Querido Cupido:
No sé si esta carta te llegará entre tanto caos sentimental que dejas a tu paso, pero necesito desahogarme. Porque, sinceramente, no entiendo qué clase de juego retorcido te traes conmigo. No es por ser descortés, pero creo que te vendría bien un curso de puntería o, al menos, una revisión de tus métodos de emparejamiento, porque lo mío ya parece una broma de mal gusto, y tú, querido arquero del amor, eres el único responsable.
Vamos a ver, criatura alada, ¿qué problema tienes conmigo? Porque, a juzgar por tus flechazos, diría que o tienes puntería de francotirador en un terremoto o que, directamente, me odias. De verdad, explícamelo, porque ya no sé si me estás lanzando flechas o dardos envenenados.
Tomemos como ejemplo tu última gran obra maestra: Daniel. Sí, ese Daniel. 1,85 de estatura, sonrisa encantadora, amante de los gatos, un leve aire misterioso que le daba un toque interesante… y, según sus propias palabras, «un hombre comprometido con su crecimiento personal». Qué ironía, porque resultó estar comprometido, pero no con su crecimiento, sino con su ex. Esa misma ex de la que juraba estar completamente desligado y con la que, casualmente, todavía compartía Netflix, perro y domingos de brunch «por costumbre».

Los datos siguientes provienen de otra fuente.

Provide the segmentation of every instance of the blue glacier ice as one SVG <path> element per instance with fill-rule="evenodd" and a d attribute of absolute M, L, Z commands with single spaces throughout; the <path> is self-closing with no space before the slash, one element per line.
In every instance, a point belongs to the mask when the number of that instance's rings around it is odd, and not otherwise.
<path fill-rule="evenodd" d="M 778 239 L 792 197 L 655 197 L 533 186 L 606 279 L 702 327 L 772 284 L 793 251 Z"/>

Y yo, ilusa de mí, caí. Caí con una elegancia de dibujo animado resbalando en una cáscara de plátano. Y ahí estaba yo, con el corazón latiendo más rápido que un WiFi gratis en una cafetería, escribiéndole poemas de amor a alguien que, al parecer, tenía más doble vida que un agente encubierto.
Pero, claro, no todo podía ser perfecto, ¿verdad? A ver, Cupido, ¿acaso te molestaste en leer la letra pequeña de su contrato sentimental antes de encajarme el flechazo? Porque resulta que el buen Javier tenía una habilidad casi artística para olvidar detalles fundamentales, como mencionar que todavía compartía un apartamento con su ex «porque el alquiler está carísimo». O que no creía en las etiquetas, pero sí en tener otras opciones abiertas «por si acaso». Y yo, que confié en ti, terminé llorando sobre una pizza tamaño familiar mientras veía comedias románticas y maldecía tu nombre.

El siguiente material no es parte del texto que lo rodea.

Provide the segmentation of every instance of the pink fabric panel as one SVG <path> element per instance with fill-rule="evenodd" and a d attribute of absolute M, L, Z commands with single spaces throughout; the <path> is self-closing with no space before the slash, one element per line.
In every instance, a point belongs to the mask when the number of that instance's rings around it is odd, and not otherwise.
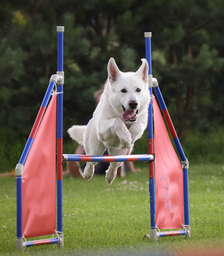
<path fill-rule="evenodd" d="M 183 174 L 158 105 L 153 100 L 156 223 L 159 228 L 180 228 L 184 223 Z"/>
<path fill-rule="evenodd" d="M 54 95 L 23 169 L 22 232 L 26 238 L 53 234 L 56 229 L 56 108 Z"/>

Es que, vamos a ver, ¿tienes algún tipo de filtro o simplemente disparas al azar? Porque, si es lo segundo, podrías al menos darme un aviso antes de que me lance de cabeza al vacío emocional sin paracaídas. No sé, una señal, un mensaje subliminal, un post-it en la frente que diga: «Cuidado, este tipo es un desastre emocional». Algo. Lo que sea.
Lo peor es que no es la primera vez. ¿Me tienes como experimento de laboratorio? Yo ya no sé si esto es incompetencia, sadismo o simplemente que me has tomado como tu conejillo de Indias romántico. ¿Acaso te divierte ver cómo caigo una y otra vez? ¿Eres de los que se sientan con un bol de palomitas a ver mis fracasos amorosos? Si es así, dime dónde vives, porque te voy a mandar la factura de todas las terapias postruptura que me has provocado.
No sé qué he hecho para merecer esto. He sido buena. No rompo corazones, no juego con los sentimientos ajenos y hasta me aprendí los nombres de sus amigos y sus cumpleaños. Y, sin embargo, aquí estamos: otra decepción, otro desamor, otra noche en la que me debato entre hacerme monja o adoptar cinco gatos.
Así que, querido Cupido, te pido encarecidamente que revises tu base de datos, que cambies de flechas o que, por lo menos, te pongas gafas antes de disparar. Porque, a este paso, lo único que me queda es hacer un ritual de protección contra tus desatinos amorosos. Y te advierto que soy muy capaz de ello.
Con poca fe en tus habilidades, pero con la esperanza de que recapacites,
Atentamente,
Una víctima de tus malas decisiones.